Poor soil, no soil, trouble bending and kneeling: all this matters not when you use the straw-bale gardening practice. Bales or bundles of straw are used as individual planters, or they can be used to create a raised bed. Today we focus on the single-bale method.
- Position the bale in a sunny location.
- Layer newspapers where the bale will rest to reduce weed germination.
- Once the bale is wet, it will be very heavy, so pick your location with care.
- Place the bale so its twine runs horizontal, and wraps around the sides, not the top and bottom.
- Place bale with the straw’s cut end facing up. (If you flip the bale over, you will see bent lengths of straw.)

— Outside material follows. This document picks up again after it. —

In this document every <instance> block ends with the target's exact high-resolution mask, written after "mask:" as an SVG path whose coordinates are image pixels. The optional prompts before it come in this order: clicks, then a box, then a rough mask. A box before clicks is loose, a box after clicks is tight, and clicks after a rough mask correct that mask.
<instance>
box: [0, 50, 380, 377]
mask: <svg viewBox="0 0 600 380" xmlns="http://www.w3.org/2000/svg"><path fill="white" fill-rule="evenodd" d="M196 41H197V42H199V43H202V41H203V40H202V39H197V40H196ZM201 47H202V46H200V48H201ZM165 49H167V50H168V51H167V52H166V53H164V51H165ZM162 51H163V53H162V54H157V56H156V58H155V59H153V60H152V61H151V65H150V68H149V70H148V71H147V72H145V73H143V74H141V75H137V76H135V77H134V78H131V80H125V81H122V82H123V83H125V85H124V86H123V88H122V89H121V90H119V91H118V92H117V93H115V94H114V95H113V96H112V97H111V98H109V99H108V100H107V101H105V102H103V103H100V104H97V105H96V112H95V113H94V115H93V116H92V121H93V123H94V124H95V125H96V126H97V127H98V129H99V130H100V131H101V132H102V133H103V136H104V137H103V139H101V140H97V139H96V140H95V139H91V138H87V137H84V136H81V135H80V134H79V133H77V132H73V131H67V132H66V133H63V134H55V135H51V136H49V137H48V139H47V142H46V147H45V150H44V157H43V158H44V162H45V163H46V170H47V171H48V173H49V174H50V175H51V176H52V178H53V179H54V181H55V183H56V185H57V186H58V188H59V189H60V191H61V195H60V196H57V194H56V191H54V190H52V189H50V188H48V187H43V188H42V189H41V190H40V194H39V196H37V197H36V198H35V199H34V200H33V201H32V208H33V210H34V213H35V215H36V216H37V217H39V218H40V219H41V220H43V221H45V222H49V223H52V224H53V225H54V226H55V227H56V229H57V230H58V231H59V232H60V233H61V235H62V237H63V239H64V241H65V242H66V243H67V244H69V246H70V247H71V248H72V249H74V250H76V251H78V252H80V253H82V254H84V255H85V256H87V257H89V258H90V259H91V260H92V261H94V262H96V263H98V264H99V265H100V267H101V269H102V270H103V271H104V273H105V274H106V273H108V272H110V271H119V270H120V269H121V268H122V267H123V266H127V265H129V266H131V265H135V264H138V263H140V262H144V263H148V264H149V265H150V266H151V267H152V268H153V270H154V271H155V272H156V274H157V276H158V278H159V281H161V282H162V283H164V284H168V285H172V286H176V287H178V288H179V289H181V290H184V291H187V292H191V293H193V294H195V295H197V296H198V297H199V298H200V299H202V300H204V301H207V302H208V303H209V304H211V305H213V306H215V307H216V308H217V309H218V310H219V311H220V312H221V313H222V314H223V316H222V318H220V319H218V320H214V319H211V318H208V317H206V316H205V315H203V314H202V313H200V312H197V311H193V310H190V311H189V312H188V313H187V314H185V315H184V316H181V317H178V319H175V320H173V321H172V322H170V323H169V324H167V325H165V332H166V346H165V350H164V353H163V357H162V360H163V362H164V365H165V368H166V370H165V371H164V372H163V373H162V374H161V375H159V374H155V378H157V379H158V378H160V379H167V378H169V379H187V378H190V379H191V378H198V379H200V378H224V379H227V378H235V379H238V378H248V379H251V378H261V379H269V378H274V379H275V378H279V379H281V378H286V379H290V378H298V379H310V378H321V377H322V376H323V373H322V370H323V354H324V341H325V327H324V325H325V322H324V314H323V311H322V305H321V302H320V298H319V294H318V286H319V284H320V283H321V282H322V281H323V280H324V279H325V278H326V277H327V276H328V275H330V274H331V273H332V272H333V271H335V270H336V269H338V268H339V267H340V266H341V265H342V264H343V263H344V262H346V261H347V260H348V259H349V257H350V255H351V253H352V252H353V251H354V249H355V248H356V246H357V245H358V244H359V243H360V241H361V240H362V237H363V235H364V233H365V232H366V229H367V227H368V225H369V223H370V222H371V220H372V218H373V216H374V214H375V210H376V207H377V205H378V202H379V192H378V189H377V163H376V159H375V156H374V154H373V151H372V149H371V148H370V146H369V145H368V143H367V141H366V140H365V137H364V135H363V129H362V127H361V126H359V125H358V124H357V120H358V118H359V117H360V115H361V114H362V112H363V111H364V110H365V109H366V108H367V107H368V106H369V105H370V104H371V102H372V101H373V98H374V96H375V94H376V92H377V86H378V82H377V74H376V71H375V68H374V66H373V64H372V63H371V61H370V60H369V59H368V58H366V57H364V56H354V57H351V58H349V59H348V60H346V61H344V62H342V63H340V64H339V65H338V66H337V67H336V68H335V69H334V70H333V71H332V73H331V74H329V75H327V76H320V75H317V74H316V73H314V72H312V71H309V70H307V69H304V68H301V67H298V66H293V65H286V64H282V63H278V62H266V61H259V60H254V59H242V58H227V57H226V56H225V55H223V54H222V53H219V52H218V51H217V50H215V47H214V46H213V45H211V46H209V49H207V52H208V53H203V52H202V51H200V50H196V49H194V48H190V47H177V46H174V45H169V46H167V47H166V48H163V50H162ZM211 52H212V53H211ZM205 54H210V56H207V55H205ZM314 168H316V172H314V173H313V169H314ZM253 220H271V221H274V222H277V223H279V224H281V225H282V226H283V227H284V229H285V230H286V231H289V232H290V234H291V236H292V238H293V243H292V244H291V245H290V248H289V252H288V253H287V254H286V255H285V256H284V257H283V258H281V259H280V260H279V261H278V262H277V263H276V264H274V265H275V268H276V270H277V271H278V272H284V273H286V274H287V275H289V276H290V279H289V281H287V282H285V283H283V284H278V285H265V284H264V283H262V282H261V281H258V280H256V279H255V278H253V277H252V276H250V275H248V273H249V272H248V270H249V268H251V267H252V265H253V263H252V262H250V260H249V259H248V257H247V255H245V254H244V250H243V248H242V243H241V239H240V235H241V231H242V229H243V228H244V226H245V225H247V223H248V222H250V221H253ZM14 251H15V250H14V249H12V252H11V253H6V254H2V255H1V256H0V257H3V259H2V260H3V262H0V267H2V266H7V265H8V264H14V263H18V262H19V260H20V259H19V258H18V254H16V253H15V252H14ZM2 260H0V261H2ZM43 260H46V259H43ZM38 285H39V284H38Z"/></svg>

- Condition the bale: The bale will begin to breakdown, which is good, but the heat generated in the process will kill new plants. Therefore, for three days water the bale so it stays wet. On days 4 through 9 water with liquid fertilizer to condition the decomposing straw. On day 10 start watering with plain water until the core temperate of the bale is the same as that of the ambient air. (Use a compost thermometer to check the temperature.)
- Plant! Pull aside straw to plant your veggies. Use some of the displaced straw to cover the soil.
- Fertilize and water. Since you are not adding compost or garden soil to the bale, you will need to fertilize.
- End of the season: The straw will be gray and on its way to decomposing. Simply turn it over and leave it to sit. Come spring you will have compost for gardens and containers.